Skinner's debut short-story collection, "Flight and Other Stories," was recently released in paperback by the University of Nevada Press.

A Publishers Weekly review commented, "Jose Skinner's 'Flight and Other Stories' is a varied, well-crafted and frequently daring collection of vignettes centering mostly around the complex interplay between whites and Latinos in the American Southwest. . . The characters are complex and fully realized, and Skinner's voice is confident yet nuanced throughout."

A review in the American Library Association's Booklist added, "Fourteen realistic stories about Latinos in the American Southwest bring us up close to a great variety of people and places and the distances between them.

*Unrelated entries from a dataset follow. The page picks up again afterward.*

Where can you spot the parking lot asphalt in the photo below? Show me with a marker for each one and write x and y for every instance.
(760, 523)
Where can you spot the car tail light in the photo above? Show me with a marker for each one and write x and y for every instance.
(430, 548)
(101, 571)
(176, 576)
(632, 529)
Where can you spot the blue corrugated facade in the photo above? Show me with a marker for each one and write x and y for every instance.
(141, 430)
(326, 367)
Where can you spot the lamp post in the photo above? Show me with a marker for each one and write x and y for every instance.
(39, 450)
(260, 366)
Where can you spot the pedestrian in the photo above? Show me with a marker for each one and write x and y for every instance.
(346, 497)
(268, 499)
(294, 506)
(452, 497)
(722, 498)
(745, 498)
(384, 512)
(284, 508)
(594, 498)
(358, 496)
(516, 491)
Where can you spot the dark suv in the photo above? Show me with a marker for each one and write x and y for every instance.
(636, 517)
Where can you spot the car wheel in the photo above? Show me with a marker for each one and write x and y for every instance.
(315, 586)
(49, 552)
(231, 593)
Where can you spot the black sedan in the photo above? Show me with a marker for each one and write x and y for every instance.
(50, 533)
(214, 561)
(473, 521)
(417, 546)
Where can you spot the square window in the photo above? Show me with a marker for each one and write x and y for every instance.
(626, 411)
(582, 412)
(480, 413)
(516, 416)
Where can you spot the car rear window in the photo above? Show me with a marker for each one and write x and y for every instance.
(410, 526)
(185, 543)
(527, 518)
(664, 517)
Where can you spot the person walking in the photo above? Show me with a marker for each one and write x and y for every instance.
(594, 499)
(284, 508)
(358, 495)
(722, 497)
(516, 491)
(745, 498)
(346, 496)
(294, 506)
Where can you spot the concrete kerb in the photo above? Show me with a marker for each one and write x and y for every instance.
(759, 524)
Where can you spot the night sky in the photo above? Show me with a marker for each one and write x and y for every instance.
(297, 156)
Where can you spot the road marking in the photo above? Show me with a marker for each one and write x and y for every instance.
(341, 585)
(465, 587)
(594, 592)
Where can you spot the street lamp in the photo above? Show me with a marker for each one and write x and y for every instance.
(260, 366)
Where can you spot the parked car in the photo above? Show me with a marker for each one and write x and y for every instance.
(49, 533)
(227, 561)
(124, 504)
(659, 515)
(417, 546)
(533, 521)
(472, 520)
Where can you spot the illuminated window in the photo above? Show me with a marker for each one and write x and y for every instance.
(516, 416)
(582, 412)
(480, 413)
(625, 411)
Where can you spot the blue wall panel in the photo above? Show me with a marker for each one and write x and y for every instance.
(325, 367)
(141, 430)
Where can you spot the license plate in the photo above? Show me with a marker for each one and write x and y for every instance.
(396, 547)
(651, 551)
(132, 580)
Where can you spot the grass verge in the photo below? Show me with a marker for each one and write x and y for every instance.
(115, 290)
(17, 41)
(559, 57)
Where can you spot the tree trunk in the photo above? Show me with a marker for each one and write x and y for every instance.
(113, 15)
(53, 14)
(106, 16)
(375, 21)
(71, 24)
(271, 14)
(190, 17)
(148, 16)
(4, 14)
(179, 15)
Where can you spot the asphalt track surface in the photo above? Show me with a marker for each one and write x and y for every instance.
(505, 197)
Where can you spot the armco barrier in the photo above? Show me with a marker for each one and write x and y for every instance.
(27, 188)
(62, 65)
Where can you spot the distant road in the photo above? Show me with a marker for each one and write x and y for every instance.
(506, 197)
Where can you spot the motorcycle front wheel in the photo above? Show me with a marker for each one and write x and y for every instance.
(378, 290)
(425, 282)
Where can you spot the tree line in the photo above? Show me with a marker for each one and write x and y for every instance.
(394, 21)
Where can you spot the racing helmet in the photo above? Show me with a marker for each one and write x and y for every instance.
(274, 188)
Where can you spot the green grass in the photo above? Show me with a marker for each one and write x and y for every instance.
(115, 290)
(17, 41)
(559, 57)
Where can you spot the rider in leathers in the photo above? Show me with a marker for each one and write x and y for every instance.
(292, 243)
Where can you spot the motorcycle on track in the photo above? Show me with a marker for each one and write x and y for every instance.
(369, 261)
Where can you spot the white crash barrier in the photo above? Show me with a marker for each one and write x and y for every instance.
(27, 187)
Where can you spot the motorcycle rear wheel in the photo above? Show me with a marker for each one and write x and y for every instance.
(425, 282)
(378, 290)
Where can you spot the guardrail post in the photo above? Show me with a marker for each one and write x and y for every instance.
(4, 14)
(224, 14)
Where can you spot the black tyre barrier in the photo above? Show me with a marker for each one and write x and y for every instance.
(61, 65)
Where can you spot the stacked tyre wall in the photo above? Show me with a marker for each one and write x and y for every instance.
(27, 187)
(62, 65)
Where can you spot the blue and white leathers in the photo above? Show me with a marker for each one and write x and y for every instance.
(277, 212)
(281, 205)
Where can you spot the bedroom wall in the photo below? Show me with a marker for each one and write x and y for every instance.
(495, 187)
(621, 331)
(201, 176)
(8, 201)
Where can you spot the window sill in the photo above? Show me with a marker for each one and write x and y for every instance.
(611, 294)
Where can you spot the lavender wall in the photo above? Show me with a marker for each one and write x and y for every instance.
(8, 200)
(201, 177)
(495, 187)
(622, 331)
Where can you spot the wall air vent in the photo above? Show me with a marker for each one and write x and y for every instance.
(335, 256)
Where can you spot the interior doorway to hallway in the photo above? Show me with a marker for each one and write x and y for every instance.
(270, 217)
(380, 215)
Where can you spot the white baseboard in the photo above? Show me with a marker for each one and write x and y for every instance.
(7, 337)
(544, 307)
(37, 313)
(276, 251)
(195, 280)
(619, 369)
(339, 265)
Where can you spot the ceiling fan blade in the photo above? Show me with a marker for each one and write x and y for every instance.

Whether new immigrants or mainstream Anglos, the young characters are caught between worlds, unable to understand the language."

Writers' Workshop faculty member Chris Offutt called the book, "a bold and brilliant debut, uncompromising in its vision, written with honesty and compassion. I loved this book."

Skinner has worked as a courtroom interpreter and translator for the judicial system of the state of New Mexico. His stories have been widely published, and several stories in "Flight and Other Stories" have received critical kudos, including a recent Frontera Literary Review award. He was recently the judge for the Mark Twain Award for Fiction, presented by the Red Rock Review.

For more information about this event, call Prairie Lights at 337-2681.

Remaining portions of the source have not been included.